Ce retour a été rendu possible par le programme MPRR (Migrant Protection Return and Reintegration) et la Farnesina, le ministère italien des Affaires étrangères. À leur arrivée à l’aéroport de Lomé, ces hommes et ces femmes ont reçu des kits de première nécessité.
Les plus vulnérables ont bénéficié d’une assistance psychosociale et médicale, et leurs besoins ont été identifiés en vue d’une réinsertion sociale adaptée.
Ce rapatriement de migrants togolais n’est pas un cas isolé. En septembre 2025, 23 Togolais avaient volontairement regagné leur pays depuis l’Algérie. En octobre 2024, ils étaient 131 migrants, dont 28 enfants, à rentrer de Libye dans des conditions similaires.
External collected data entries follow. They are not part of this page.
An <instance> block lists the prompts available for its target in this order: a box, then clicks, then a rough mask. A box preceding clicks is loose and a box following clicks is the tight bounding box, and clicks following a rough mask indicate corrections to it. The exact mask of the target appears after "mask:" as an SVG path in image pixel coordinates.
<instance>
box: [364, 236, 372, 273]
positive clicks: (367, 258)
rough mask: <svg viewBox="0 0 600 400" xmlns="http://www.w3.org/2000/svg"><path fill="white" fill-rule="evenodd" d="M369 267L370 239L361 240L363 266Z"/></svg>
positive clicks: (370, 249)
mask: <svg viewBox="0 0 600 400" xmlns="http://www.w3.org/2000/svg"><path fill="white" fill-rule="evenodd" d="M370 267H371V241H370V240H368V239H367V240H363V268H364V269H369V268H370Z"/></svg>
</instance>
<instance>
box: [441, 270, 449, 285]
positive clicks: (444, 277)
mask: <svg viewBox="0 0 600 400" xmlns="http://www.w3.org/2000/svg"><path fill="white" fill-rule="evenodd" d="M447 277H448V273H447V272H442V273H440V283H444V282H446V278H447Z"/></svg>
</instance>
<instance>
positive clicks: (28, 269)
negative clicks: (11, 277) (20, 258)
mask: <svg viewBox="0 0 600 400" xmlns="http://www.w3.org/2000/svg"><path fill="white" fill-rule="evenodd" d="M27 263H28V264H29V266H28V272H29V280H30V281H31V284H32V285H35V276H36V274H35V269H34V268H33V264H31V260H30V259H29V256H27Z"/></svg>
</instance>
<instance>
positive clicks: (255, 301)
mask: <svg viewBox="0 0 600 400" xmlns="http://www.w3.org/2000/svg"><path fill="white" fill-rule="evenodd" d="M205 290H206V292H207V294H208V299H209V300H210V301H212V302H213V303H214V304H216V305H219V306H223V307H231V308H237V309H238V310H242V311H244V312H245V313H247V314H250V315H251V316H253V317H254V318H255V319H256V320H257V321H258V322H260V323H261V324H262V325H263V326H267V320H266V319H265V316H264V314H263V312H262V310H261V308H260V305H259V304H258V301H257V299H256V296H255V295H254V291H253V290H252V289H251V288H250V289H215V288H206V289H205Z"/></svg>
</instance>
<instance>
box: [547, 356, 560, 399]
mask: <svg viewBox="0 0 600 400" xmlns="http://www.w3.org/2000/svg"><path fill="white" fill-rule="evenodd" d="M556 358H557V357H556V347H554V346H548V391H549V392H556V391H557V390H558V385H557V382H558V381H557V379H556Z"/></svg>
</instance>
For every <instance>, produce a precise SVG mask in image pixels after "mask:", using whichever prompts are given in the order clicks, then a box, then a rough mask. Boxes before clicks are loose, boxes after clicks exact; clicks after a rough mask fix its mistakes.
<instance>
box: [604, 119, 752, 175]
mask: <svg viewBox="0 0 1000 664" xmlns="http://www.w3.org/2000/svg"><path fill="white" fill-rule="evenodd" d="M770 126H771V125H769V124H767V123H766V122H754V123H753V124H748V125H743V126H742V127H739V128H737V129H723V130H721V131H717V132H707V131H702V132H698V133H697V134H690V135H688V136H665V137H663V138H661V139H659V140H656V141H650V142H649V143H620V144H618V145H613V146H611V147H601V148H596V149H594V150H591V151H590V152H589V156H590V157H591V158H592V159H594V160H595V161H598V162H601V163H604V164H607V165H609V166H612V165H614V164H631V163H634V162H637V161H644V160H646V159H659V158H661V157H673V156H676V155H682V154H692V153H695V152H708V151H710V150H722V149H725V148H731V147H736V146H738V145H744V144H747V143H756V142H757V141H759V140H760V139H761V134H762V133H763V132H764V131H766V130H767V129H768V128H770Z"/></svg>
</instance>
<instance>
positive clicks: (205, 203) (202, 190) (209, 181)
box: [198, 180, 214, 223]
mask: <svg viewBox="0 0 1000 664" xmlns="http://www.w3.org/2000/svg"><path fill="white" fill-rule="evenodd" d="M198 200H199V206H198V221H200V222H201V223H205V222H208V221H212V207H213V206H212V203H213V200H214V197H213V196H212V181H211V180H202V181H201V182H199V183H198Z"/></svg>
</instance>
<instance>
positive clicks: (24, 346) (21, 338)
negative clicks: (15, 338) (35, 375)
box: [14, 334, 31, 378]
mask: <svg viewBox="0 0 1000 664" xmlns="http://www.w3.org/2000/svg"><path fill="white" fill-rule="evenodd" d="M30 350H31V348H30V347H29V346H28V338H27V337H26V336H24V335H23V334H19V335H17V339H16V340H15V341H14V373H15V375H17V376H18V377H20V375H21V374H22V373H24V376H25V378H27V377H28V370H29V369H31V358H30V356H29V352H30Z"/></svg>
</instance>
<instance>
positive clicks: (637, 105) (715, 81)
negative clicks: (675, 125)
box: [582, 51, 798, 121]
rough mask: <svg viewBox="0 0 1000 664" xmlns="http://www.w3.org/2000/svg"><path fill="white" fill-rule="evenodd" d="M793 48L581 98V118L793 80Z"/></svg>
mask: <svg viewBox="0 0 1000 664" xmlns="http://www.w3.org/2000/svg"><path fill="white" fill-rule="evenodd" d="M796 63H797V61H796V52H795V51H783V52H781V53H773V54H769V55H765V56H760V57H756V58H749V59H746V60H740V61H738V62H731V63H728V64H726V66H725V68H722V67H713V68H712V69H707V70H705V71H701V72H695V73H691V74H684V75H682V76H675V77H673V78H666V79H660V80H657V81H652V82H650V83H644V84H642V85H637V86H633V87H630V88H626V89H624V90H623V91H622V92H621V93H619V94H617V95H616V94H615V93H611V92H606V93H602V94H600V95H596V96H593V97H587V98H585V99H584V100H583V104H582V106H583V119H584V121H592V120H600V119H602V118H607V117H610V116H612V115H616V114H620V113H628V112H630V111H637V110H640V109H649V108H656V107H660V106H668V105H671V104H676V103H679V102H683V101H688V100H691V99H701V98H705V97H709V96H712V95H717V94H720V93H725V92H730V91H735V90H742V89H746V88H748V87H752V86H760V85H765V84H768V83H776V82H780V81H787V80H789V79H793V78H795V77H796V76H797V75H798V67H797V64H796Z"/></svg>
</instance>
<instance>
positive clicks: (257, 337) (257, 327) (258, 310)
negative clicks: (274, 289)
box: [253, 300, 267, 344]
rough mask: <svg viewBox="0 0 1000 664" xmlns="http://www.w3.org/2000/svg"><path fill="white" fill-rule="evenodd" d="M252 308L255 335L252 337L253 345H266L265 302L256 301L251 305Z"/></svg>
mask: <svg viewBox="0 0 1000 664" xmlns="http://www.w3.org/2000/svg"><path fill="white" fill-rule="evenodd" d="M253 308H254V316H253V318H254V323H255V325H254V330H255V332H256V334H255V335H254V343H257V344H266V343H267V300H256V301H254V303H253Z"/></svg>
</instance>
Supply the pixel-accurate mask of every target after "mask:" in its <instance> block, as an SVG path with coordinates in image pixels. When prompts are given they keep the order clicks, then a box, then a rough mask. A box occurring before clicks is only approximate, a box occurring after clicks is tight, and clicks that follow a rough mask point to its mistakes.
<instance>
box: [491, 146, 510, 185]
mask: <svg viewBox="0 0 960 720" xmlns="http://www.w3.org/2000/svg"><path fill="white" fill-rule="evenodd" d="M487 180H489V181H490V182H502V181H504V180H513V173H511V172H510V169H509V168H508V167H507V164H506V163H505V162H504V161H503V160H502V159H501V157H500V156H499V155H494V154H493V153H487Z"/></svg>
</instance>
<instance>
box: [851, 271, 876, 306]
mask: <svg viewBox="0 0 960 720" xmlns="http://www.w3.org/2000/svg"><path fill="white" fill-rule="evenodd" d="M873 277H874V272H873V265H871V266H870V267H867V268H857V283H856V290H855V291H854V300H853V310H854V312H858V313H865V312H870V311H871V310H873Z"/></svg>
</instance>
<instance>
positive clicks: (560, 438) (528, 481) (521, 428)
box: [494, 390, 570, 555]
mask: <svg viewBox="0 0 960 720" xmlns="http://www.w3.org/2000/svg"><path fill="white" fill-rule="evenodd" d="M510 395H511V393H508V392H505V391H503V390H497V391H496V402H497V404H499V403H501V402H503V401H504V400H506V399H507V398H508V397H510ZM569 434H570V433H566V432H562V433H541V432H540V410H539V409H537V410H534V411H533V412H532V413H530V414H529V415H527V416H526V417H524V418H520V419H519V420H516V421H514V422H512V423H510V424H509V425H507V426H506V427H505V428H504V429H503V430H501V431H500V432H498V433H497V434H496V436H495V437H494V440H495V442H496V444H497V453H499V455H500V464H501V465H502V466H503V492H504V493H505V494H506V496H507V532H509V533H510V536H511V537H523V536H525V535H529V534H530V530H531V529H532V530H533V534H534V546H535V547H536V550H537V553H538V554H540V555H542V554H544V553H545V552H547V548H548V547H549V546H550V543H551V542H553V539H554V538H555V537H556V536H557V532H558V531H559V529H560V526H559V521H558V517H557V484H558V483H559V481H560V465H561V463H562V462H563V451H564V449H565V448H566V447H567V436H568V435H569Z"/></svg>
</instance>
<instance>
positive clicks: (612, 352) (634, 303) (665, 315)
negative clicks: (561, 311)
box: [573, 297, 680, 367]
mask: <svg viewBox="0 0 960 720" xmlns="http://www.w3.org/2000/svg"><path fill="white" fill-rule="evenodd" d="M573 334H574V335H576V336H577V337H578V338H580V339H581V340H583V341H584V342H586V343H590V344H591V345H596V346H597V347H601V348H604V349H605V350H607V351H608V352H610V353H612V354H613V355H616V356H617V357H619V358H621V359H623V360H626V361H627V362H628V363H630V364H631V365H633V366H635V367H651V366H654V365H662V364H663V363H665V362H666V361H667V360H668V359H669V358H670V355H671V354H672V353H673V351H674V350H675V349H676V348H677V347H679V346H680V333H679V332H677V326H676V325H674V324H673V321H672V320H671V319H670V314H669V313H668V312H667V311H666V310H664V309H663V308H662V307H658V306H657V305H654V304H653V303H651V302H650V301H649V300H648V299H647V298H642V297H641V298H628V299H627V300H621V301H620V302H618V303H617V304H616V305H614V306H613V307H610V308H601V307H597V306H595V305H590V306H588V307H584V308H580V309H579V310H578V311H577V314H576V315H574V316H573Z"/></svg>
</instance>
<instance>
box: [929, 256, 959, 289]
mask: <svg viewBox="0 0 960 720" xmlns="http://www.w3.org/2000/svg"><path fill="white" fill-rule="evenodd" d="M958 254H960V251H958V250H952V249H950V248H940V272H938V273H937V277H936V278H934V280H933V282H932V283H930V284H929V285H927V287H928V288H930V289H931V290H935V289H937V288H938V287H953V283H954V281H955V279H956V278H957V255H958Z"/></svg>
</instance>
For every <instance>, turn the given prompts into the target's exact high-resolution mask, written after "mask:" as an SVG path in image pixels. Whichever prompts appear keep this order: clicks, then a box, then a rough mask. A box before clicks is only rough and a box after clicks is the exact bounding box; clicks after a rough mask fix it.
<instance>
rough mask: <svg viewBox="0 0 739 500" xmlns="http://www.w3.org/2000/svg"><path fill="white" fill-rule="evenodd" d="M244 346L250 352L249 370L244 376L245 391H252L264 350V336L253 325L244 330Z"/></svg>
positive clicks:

Derrière ces chiffres, des trajectoires humaines brisées. Ces compatriotes avaient pris la route dans l’espoir d’atteindre l’Europe, ignorant souvent les périls du parcours migratoire. La Libye, passage obligé pour beaucoup, est devenue pour certains une impasse, faite de violence, d’exploitation et de désillusion.
Leur retour au pays est un soulagement. Leur réintégration durable, l’enjeu véritable.